Misbah Khokhar was born in Karachi-Pakistan, with both European and Indian ancestry. She currently lives in Melbourne. She holds a Masters in Philosophy in Creative Writing from the University of Queensland. Her work appears in Australian Poetry Journal, Cordite, Contemporary Asian Australian Poets and Peril. She has been featured on ABC Radio’s Poetica, and has performed at the Queensland Poetry Festival. Highly commended by Thomas Shapcott, Brownyn Lea and John Kinsella, and mentioned as a ‘standout’ in Lea’s essay ‘Australian Poetry Now’ (Poetry Magazine, May 2016, Ed. Robert Adamson), her debut collection Rooftops in Karachi is published with Vagabond deciBels3, series editor Michelle Cahill.
Rooftops in Karachi
My cousin has named all of his homing pigeons. He takes them in his soft hands and feeds them, but I have a feeling he could just as easily use those hands to snap their thin necks.
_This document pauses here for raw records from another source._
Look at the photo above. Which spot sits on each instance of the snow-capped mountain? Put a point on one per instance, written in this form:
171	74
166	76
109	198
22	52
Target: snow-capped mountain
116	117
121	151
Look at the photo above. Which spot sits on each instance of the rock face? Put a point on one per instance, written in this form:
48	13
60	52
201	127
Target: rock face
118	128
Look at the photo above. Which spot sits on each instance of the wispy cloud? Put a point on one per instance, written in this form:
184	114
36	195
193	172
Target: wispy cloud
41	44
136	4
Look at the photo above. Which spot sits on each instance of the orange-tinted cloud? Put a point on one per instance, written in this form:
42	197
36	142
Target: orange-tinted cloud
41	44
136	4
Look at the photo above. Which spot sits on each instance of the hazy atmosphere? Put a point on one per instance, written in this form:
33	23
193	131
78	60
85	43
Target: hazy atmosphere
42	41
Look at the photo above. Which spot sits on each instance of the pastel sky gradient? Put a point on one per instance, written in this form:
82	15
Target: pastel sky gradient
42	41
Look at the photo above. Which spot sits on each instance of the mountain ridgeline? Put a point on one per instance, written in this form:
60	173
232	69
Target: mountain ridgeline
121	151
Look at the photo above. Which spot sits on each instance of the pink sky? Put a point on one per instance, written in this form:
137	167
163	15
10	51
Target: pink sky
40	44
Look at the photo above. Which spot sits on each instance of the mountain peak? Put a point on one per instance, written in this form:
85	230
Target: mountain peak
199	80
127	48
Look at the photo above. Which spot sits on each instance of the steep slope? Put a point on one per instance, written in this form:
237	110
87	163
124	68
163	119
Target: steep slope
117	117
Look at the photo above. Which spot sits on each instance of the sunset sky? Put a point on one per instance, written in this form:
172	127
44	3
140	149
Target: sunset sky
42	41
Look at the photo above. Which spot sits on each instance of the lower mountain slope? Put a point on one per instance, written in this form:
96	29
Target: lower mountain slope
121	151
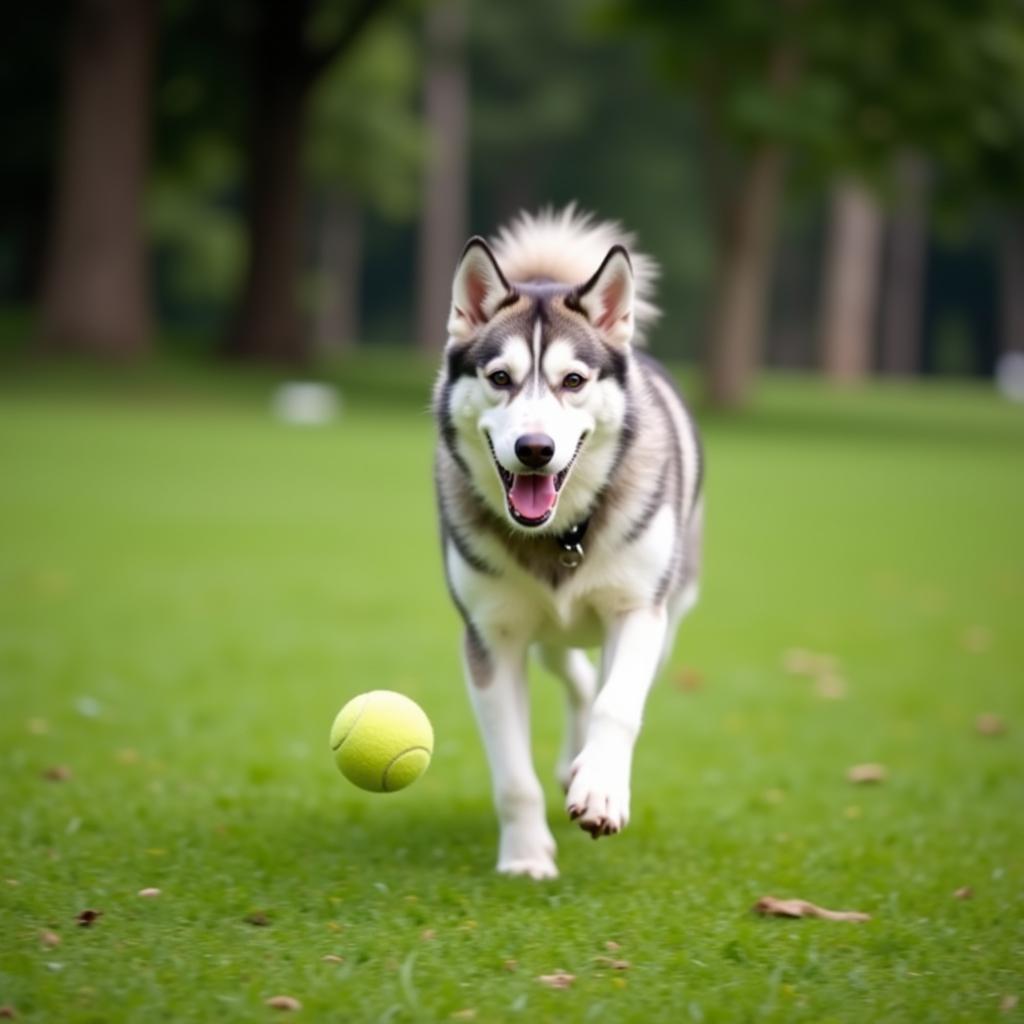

My other cousin, who lives in the same house, goes around shooting cats. Since I arrived I have been putting out bowls of milk each night. Another cousin has an imaginary lover who she has introduced me to. She makes him out to be so real that I believe he is. But I can never seem to see him, which is not due to him being imaginary, but because he is shy and agile. She describes the way he kisses her, and the conversations they have, and to this day I remember his name. I know it’s been said that falconers feel their hearts soar with their falcons, but I don’t think it’s just a feeling.
I’m Going to Give You a Photograph
And when I take the photograph you will be saved. From what I don’t know. I’ve given you a photograph where you can store your grief: let it leave your face, ignite and fade. I’ve given you a photograph, your spectral resin will have no copies. It will be your canoptic surface, a scale of the immensity of your beauty. The flash will burn away your fate, will make you momentarily famous. I will give you a photograph that will be your golden fleece, a replica that answers you in time with a little betrayal.